Recorded at the Vienna State Opera in February 2005, this Werther is a complicated affair, and relatively satisfying. The production, updated to the 1950s, is by stage and opera director Andrei Serban, who is always full of good ideas. He has placed a huge tree center stage that remains there and defines the passage of the seasons; it is sometimes outdoors, sometimes in. This is less a bother that you might think. (The appealing set is by Peter Pabst, who, with Petra Reinhardt, also is responsible for the handsome period costumes.) Girls play with hula hoops; there is a ’50s-looking TV in the living room; the furnishings are absolutely right.
Given how repressive the 1950s were, the opera’s issues and Serban’s characterizations ring true: Werther’s and Charlotte’s love for one another never can be acknowledged in a pre-’60s atmosphere given the rigidity of marital constraints and “what the neighbors would say.” He furthermore turns Albert, who spies on Charlotte and Werther, into a genuinely cold man; his behavior toward Charlotte at the close of Act 3 is a shocker. Sophie is in love with Werther and flirts audaciously; her sexual awareness (and clothing, actually) are slightly anachronistic, but perhaps she is being seen as the generation to come. (Her “minuet” is more Elvis than Haydn.) Werther, neat as a pin in the opera’s first half, is disheveled and wildly unhinged by the third act; his emotional collapse is dreadful to watch.
Elîna Garanca is more impressive here than in her solo debut release on DG of bel canto arias (type Q12190 in Search Reviews).
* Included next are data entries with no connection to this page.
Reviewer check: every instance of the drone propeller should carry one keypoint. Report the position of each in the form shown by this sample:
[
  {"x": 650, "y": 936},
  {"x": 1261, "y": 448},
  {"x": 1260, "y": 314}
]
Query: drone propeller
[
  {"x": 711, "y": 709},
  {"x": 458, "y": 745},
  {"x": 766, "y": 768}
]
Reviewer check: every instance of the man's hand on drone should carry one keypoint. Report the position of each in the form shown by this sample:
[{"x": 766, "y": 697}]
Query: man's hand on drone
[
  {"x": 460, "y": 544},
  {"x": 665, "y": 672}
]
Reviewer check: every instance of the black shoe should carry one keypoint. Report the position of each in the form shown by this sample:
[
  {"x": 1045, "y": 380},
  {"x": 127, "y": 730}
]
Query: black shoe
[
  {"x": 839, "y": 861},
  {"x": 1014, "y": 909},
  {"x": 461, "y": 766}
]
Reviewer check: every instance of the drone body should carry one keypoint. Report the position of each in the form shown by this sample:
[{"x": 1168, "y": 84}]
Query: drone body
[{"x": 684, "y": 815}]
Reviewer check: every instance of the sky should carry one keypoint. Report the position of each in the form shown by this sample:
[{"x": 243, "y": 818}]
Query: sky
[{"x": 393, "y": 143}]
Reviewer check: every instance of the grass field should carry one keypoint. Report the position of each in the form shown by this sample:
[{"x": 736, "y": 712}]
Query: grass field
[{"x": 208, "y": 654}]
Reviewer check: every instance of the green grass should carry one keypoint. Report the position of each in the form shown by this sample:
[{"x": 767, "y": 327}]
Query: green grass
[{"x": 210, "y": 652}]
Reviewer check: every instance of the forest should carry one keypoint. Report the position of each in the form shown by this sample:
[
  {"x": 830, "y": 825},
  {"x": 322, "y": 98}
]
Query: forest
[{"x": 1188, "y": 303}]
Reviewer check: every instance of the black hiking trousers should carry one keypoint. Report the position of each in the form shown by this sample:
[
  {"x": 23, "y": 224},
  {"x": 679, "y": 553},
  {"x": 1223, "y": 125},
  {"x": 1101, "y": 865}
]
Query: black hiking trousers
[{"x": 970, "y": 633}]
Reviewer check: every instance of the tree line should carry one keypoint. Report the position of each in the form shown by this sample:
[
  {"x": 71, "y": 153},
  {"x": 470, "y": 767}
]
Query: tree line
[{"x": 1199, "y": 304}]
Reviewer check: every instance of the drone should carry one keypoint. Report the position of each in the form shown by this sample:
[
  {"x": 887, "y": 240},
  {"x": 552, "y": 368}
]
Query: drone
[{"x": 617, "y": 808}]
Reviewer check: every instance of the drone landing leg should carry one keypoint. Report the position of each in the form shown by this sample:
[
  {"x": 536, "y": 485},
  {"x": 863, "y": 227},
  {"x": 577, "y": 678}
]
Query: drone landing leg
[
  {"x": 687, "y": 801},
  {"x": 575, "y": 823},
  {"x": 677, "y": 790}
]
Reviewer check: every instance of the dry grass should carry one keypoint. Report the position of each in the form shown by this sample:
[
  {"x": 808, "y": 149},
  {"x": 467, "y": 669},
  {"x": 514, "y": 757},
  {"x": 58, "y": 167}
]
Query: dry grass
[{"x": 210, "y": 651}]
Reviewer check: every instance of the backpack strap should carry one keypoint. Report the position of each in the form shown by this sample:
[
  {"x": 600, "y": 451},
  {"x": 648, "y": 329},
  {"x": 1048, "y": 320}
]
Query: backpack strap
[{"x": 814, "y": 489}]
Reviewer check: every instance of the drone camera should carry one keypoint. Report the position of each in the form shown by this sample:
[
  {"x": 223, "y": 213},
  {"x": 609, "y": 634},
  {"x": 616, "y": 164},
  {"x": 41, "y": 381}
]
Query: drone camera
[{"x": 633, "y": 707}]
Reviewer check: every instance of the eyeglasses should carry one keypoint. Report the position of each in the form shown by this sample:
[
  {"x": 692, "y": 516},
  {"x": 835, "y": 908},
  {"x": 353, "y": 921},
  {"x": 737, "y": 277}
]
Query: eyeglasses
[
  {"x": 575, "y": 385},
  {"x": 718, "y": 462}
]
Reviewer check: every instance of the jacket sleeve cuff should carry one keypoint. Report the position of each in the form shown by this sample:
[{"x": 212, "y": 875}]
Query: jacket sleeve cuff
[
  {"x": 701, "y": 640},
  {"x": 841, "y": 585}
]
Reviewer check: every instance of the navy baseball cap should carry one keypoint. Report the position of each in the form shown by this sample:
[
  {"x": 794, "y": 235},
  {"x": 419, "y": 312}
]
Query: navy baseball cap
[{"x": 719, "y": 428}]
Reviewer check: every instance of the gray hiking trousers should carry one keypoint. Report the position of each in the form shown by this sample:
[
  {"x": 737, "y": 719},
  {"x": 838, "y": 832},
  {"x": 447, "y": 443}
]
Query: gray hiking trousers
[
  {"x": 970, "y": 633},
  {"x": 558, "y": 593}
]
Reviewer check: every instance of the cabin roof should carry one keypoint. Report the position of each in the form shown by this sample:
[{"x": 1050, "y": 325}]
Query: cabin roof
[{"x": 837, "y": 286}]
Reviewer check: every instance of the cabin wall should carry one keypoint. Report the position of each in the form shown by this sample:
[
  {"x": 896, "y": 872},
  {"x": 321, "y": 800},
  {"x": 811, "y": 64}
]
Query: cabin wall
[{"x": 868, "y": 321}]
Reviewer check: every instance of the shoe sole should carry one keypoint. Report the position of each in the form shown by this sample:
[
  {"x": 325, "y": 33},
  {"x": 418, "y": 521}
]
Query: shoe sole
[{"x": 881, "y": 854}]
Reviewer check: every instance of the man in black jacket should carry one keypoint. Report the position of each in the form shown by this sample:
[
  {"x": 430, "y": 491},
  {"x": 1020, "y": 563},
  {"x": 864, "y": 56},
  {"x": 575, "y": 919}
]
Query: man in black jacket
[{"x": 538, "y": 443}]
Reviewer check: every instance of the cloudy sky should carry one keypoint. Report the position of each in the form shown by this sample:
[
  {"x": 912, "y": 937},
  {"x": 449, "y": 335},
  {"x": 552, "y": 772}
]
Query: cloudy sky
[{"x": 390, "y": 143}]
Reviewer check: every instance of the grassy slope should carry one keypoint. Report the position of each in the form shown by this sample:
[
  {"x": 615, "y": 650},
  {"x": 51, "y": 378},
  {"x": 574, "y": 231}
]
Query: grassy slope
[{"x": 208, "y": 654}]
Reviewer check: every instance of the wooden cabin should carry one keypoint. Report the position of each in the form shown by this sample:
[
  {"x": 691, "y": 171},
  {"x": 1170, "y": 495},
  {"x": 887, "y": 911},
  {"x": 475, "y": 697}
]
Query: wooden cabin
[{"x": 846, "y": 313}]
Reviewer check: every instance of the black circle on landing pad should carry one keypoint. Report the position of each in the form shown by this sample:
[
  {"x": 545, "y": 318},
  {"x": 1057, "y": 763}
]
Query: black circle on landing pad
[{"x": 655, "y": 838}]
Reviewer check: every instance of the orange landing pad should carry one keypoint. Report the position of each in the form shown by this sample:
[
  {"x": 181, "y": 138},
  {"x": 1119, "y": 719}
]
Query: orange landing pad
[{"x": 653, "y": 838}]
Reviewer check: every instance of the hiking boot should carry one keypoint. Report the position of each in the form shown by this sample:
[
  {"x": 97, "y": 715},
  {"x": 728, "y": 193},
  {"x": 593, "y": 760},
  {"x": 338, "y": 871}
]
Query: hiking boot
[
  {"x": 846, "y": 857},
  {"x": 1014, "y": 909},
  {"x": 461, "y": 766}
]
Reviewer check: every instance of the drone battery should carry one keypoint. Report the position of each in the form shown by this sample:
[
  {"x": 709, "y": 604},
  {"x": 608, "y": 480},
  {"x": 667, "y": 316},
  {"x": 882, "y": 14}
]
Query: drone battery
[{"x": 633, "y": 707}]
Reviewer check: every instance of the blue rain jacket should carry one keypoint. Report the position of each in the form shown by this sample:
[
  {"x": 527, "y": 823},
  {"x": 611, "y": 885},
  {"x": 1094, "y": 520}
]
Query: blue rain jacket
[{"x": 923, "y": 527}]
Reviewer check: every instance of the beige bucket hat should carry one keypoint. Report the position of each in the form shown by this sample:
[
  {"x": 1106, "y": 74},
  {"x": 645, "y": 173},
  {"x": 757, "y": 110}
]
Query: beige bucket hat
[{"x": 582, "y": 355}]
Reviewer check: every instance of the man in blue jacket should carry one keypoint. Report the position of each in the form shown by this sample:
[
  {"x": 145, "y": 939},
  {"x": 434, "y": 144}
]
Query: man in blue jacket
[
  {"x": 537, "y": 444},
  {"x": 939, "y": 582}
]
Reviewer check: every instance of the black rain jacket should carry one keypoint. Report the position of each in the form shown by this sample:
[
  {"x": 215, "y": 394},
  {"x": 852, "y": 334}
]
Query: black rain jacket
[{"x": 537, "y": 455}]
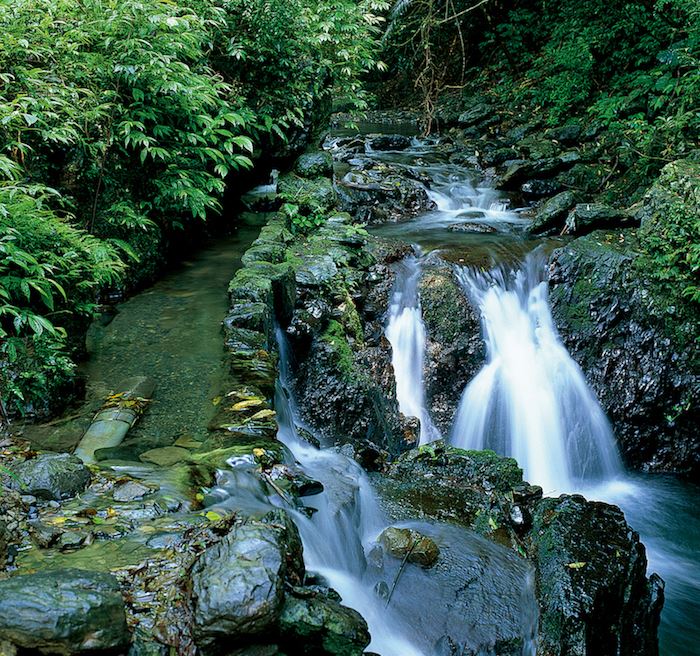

The voice is gorgeous and absolutely even from top to bottom. She looks beautiful and her acting is natural and convincing–when she finally breaks in the opera’s second half, it plays with great honesty, and her pent-up sensual feelings for Werther smolder as I’ve never seen before. Her voice occasionally lacks heft, and save for one or two moments, she refuses to use anything like chest voice, and this hurts the drama. You only hope that she finds a way to darken the tone to greater effect. And while she’s at it, she can work on her languages–her French is pretty bad. Adrian Eröd, as suggested above, sings and acts Albert with great profile. Ileana Tonca’s Sophie, very knowing, has a non-soubrette edge to her voice that suits the portrayal well.
Marcelo Alvarez’s Werther is hampered only by some cruel close-ups that show exaggerated facial expressions; otherwise, this is a portrayal of great style and subtlety. The voice is sounding handsome and healthy; he caresses soft phrases with ease and beauty and he lets loose in the big moments impressively. He acts thoroughly buttoned-up in the opera’s early, public scenes, but his disintegration, as mentioned above, is hugely played. You wish for a more tonally varied voice (the same might have been said of Pavarotti), but why carp?
The rest of the cast is good enough, although the opera’s “old folks” are very young as portrayed here, and Charlotte and Sophie seem to have innumerable siblings–the stage, when busy, can be too busy.
The Vienna State Opera Orchestra plays rhapsodically for Phillip Jordan. He comes close to delivering a great Werther, but he underlines some passages by slowing down artificially and it spoils the flow. Still, this is a stunning, newly and originally conceived show. By default it is the best version on DVD (the others are either oddly put together films or the baritone version of the opera starring Thomas Hampson which is only in concert), but you won’t be settling if you buy it. It sounds and looks marvelous to boot. A 12-minute bonus gives us a peek into the 2005 Opera Ball, all pomp and circumstance and wealth, which contains a very brief interview with Alvarez, Garanca, Jordan, Serban, and Pabst. And our mezzo and tenor sing a wonderfully entertaining Zarzuela duet–he in perfect Spanish, she in God-knows-what language.